Singaporean investor Anndy Lian has been selling off Chinese equities for months in order to lessen the vulnerability of his portfolio to the second-largest economy in the world.
Once a frequent investor in Chinese software firms, Lian now sees China as a riskier investment as the economy is clouded by the nation’s autocratic turn under President Xi Jinping and ongoing “zero COVID” lockdowns.
In a conversation with Al Jazeera, Lian told that he had started gradually lowering his exposure since 2021 as that was the time when the downward trend had become obvious. He has sold off his holdings this year as things seem to have gotten worse.
He further stated that his main worry as an investor was instability. At the moment, China’s general climate is unstable, and this affects more than just the financial industry.
Lian is one of an increasing number of foreign investors who are abandoning China after several years of record inflows.
The first quarter of this year saw the biggest ever fall in foreign investors’ holdings of assets denominated in yuan from China, totaling more than USD 150 billion.

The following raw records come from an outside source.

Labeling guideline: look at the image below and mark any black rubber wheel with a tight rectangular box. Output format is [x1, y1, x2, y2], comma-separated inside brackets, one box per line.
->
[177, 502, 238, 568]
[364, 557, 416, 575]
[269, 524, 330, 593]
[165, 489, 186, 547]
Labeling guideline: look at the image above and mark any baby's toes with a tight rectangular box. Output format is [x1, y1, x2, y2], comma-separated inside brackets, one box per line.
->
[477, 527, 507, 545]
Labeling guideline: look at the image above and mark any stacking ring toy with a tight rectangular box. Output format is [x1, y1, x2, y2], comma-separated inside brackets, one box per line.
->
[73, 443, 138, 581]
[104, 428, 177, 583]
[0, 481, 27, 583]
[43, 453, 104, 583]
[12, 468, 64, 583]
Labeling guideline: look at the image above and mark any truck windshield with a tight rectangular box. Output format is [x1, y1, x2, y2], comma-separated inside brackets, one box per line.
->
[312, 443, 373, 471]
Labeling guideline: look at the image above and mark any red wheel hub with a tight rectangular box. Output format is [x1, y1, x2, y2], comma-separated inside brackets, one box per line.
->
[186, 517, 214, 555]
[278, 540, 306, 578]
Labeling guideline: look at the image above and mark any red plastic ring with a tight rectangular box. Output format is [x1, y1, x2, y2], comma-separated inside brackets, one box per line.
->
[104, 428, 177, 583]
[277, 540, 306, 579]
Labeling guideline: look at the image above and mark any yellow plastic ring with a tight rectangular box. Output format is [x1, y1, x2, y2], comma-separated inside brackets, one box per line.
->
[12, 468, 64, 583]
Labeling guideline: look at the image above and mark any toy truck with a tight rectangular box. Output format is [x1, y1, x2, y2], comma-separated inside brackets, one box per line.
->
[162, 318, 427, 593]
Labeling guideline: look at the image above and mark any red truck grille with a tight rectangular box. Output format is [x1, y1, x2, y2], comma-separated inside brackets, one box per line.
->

Between February and May, there was a USD 61 billion sell-off in Chinese bonds alone. Approximately USD 300 billion could leave the country this year, more than twice the USD 129 billion that left last year, according to predictions made by the Institute of International Finance, a think tank based in Washington.
As investors evaluate the risks of harsh COVID restrictions and broad crackdowns on private enterprise, which have ensnared industries ranging from tech to real estate and education, the tendency reflects an increasingly pessimistic economic picture.
After growing by 4.8% in the first quarter, China’s economy barely escaped contraction in the second quarter, expanding by just 0.4%.
The impacts of the crackdown on the IT industry last year, which wiped out the stock values of big giants like Alibaba, Tencent, and Didi, are still being felt, according to Lian.